While the tech sector is increasingly looking like a greener, more sophisticated version of the nuts-and-bolts sectors that drove the province for much of the 20th century, even the clean-tech sector doesn’t offer an easy ride.
Companies like Day4 Energy Inc. rose and just as quickly fell; Carmanah Technologies Corp. saw revenues decline by a quarter in 2012 versus 2011. Wind-energy companies have yet to post significant revenues.
Unfortunately, today’s risk-averse investors do not favour companies with high startup costs and long gestation periods. That means new tech companies have to be nimble and faster to market, with an eye to rapid growth.
While companies like QLT and Westport Innovations took 10 to 15 years to achieve a critical volume of staff and sales, Angus Livingstone, managing director of the University-Industry Liaison Office (UILO) at UBC, hopes companies might be able to commercialize new developments and become enterprises with up to 50 employees in as little as five years.
UBC hopes to accelerate the development of new ventures through entrepreneurship@UBC, a new program supported by Livingstone’s office. Unlike the spinoffs that commercialize innovations stemming from UBC research, and which typically have a gestation period of seven to 12 years, the new program supports ventures by students, staff, faculty and alumni in which UBC has no ownership stake.
“Since these companies are usually responding to a perceived market need, they are quicker to get into the market and mature,” he says, pointing to Recon Instruments, a developer of heads-up display (HUD) systems for action sports goggles. Based on a student project, the company incorporated in 2008 and now has more than 50 employees. Partnerships have been struck with California sports gear manufacturer Oakley Inc.

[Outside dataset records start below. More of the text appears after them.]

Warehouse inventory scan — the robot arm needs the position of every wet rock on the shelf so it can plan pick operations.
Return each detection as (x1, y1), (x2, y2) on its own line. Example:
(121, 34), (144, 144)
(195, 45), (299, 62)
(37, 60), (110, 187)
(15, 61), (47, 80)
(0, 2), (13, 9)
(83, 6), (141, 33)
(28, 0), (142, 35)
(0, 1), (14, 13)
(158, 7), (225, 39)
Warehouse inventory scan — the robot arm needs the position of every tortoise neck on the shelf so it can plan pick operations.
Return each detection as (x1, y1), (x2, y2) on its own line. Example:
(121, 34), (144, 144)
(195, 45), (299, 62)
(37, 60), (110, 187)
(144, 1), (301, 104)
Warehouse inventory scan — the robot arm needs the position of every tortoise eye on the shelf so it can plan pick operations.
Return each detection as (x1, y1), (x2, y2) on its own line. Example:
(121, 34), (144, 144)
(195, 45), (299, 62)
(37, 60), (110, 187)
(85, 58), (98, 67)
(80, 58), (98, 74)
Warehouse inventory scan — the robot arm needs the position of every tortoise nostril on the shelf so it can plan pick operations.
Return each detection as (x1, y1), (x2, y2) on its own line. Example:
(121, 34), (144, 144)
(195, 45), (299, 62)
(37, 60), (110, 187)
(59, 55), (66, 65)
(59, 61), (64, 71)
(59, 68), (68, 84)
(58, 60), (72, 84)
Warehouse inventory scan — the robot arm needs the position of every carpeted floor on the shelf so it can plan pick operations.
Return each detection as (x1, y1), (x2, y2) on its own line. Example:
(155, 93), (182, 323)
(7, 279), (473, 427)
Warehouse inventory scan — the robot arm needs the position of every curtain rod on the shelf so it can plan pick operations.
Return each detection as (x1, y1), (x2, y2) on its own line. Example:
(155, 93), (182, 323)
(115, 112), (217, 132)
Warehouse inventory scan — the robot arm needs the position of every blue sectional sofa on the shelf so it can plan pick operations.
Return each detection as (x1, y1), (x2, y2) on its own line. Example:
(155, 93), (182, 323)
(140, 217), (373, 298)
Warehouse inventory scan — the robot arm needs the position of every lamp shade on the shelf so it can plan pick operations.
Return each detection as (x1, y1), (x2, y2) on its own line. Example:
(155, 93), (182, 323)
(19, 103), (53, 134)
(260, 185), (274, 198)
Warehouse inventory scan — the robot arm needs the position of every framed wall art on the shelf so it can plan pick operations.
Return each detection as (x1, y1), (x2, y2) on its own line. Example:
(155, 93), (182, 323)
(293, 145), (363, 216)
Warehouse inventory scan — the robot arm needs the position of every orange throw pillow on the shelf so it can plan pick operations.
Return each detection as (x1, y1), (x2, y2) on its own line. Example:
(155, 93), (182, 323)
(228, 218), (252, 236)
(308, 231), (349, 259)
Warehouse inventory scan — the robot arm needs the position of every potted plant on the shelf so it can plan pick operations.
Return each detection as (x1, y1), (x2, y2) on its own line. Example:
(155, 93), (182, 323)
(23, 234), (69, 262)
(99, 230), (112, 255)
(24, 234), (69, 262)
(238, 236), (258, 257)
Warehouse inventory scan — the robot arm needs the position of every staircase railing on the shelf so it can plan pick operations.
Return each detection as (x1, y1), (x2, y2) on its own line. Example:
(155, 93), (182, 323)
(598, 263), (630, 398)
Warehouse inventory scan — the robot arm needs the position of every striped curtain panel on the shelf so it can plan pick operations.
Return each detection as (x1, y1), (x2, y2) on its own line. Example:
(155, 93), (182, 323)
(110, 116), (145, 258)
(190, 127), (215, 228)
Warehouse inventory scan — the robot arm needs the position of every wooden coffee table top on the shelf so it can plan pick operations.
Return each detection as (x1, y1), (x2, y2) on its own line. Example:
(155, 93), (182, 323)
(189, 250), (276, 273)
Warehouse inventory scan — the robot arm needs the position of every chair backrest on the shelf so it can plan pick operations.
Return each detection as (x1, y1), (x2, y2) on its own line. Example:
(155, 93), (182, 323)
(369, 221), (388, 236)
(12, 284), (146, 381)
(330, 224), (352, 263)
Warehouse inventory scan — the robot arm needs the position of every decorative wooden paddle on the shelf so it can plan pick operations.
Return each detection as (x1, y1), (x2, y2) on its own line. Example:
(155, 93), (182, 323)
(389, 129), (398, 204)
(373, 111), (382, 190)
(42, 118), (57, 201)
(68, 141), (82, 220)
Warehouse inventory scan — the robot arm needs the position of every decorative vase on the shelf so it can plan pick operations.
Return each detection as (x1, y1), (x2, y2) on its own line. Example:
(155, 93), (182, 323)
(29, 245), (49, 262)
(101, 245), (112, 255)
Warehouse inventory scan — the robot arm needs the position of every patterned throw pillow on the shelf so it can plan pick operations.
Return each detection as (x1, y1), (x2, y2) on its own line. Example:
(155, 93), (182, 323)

Elicia Maine, academic director of the Management of Technology MBA at SFU’s Beedie School of Business, studies the formation and growth of science-based ventures and acknowledges that startups attempting to parlay scientific research into viable ventures face tough times.
B.C. has seen its share of venture-capital financing decline dramatically since 2008—more so than Ontario and Quebec, which garner the lion’s share of funding—and many science-based tech startups have entered hibernation until conditions improve. The companies that are thriving are the lithe startups that require smaller venture-capital investments and can deliver a return in five years.
“Technology companies that have less capital requirements and much shorter timeframes—those who are app developers, those who are software companies that can go from idea to profitability in less than three years, sometimes in less than a year—those firms are doing well,” says Maine.
The shorter development timelines mean many of those companies won’t be around long enough to become one of the province’s top 100 companies. Many are snapped up—usually by international players—by the time they achieve $50 million in annual revenues, and sometimes as little as $20 million. They’re attractive because they’ve engaged in innovative developments and proven them at market, but need outside capital to grow. A sale provides that capital, as well as management expertise and new markets for the technology they’ve worked hard to build.
“We have had several multinational firms look in and say, ‘Huh—interesting ideas coming out of Vancouver,’” Maine says. “When a multinational acquires a local science-based venture, it doesn’t mean we have a local company on the Top 100 [but] it still can mean we have R&D intensive jobs here that are valued by and part of international organizations.”